На кладбищенском столике нехитрая закуска – колбаса, огурцы, помидоры, лепешки, бутылка водки, рюмки. Мужчина разливает. Не чокаясь, пьют. Вместе идут с кладбища к трамвайной остановке.

– Витя, у нас к вам просьба, – обращается к нему женщина.

– Слушаю, Валентина Ивановна.

– Николаю дали «горящую» путевку на двоих в санаторий в Пицунду, летим послезавтра, а у Танюшки в субботу день рождения, семнадцать стукнет, она уже друзей наприглашала, бабушки три года как нет, приглядеть за дочерью некому. Вы не сможете в воскресенье приехать к нам, помочь ей по хозяйству? И вообще, ей выпускные экзамены сдавать, пока мы в Абхазии загорать будем, вы уж, Витя, помогите, а мы в долгу не останемся… – женщина вопросительно смотрит на Градова.

– Какая благодарность, вы что, конечно, помогу, – обещает Виктор.
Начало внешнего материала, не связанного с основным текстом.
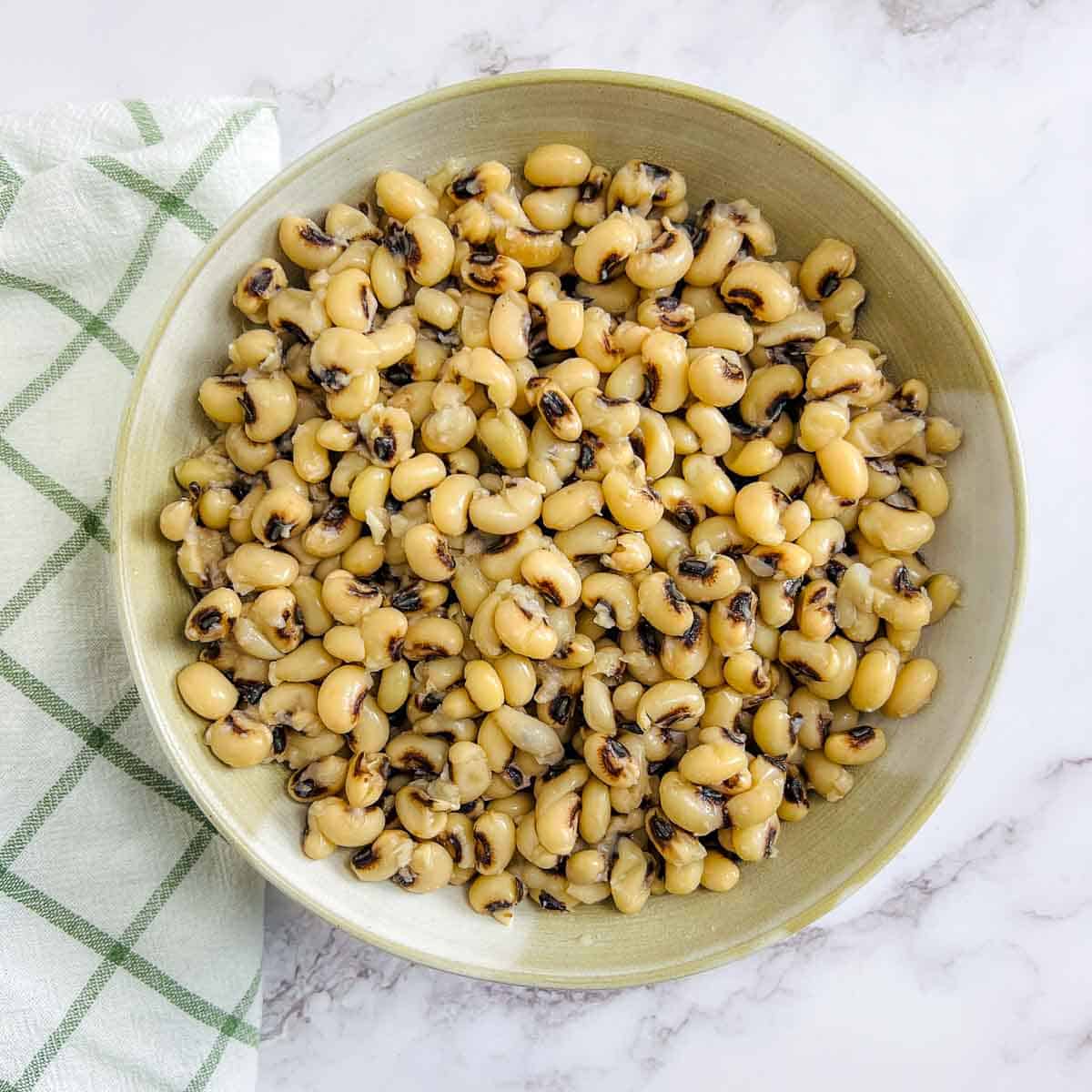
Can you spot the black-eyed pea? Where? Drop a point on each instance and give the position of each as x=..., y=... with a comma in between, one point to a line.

Виктор в голубой финке, темных брюках, с букетом роз поднимается по лестнице. Звонит в дверь с номером 28. Дверь открывается. На пороге молоденька девушка в коротком халатике, волосы закручены на бигуди.
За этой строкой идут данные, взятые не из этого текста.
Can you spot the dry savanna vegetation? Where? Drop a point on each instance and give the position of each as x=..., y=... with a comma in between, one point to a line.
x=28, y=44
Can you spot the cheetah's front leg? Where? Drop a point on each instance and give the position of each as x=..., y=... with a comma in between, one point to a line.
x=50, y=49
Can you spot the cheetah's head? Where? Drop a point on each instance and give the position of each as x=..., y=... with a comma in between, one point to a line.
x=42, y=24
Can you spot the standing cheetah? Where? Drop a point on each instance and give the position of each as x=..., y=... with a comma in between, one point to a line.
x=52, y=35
– Ой, Виктор, здравствуйте! Извините, я в таком виде… Совершенно забыла, что вы рано придете. Спасибо! – она берет протянутый им букет, проводит его в квартиру, через все комнаты на кухню.

– Наливайте чаю, а я сейчас, – она на несколько минут оставляет Виктора одного. Возвращается с уже расчесанными волосами.
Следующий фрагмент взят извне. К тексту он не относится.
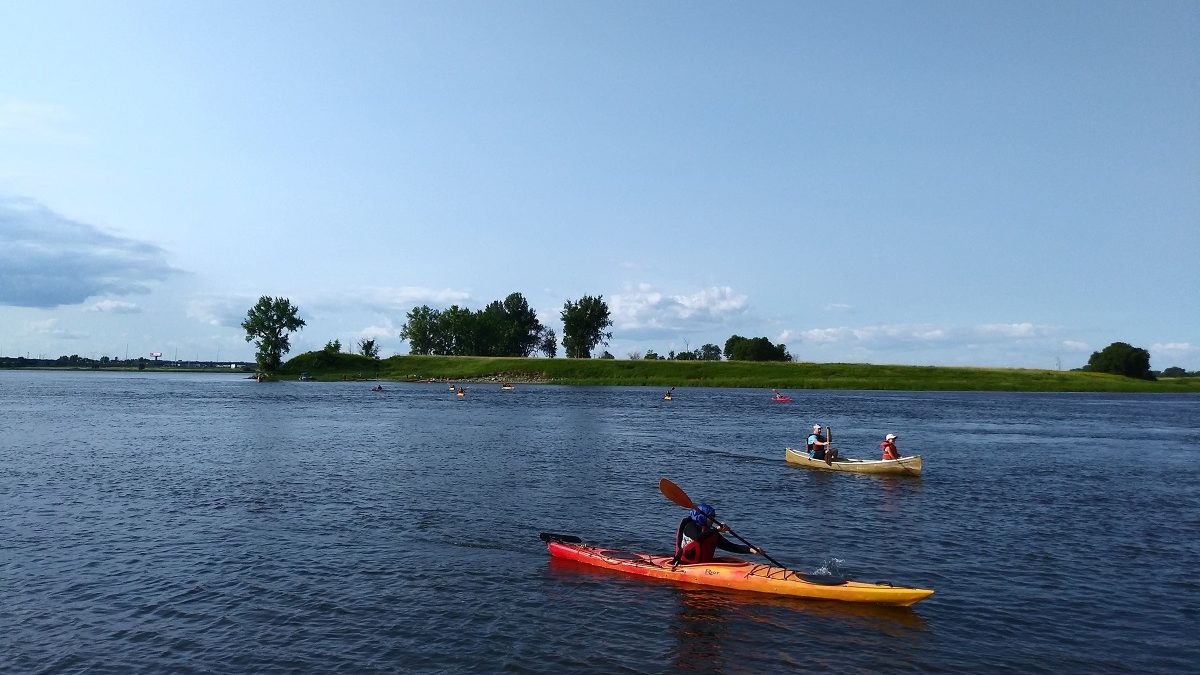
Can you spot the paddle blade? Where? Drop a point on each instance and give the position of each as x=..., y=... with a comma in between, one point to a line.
x=676, y=494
– Что ж вы не хозяйничаете? – Татьяна наливает чай в пиалушку, вытаскивает из холодильника и ставит на столик тарелку с сыром, масленку, нарезает хлеб.

 

– Мне надо знать, когда придут гости, сколько их будет, что вы планируете приготовить из горячего, закуски и так далее, – говорит Виктор, жуя бутерброд.

– Гости придут к шести вечера, будет их человек 15—16, из горячего надо сделать цыплята табака и плов, салаты на ваше усмотренье и вообще, Виктор, вы на сколько лет меня старше? – интересуется девушка.

– Лет на шесть, – отвечает Градов.

– Давай на «ты», а то как-то неудобно, – предлагает Татьяна.

– Хорошо, давай, – соглашается Виктор.

Дальше идет процесс приготовления и сервировки стола. Приход гостей – все сверстники Татьяны, Виктор – старший в этой компании. Поднятые бокалы с шампанским – тост за именинницу. Танцы. Виктор не танцует – он подает салаты, шампанское, минеральную воду, ставит на стол горячее. Снова танцы. К одиннадцати вечера начинают расходиться.

– Виктор, я провожу гостей! – Татьяна машет ему рукой.

– Только не задерживайся! – просит ее Градов.

– Ты совсем, как отец, – усмехается девушка.

Она уходит, провожает друзей. В подъезде целуется со сверстником.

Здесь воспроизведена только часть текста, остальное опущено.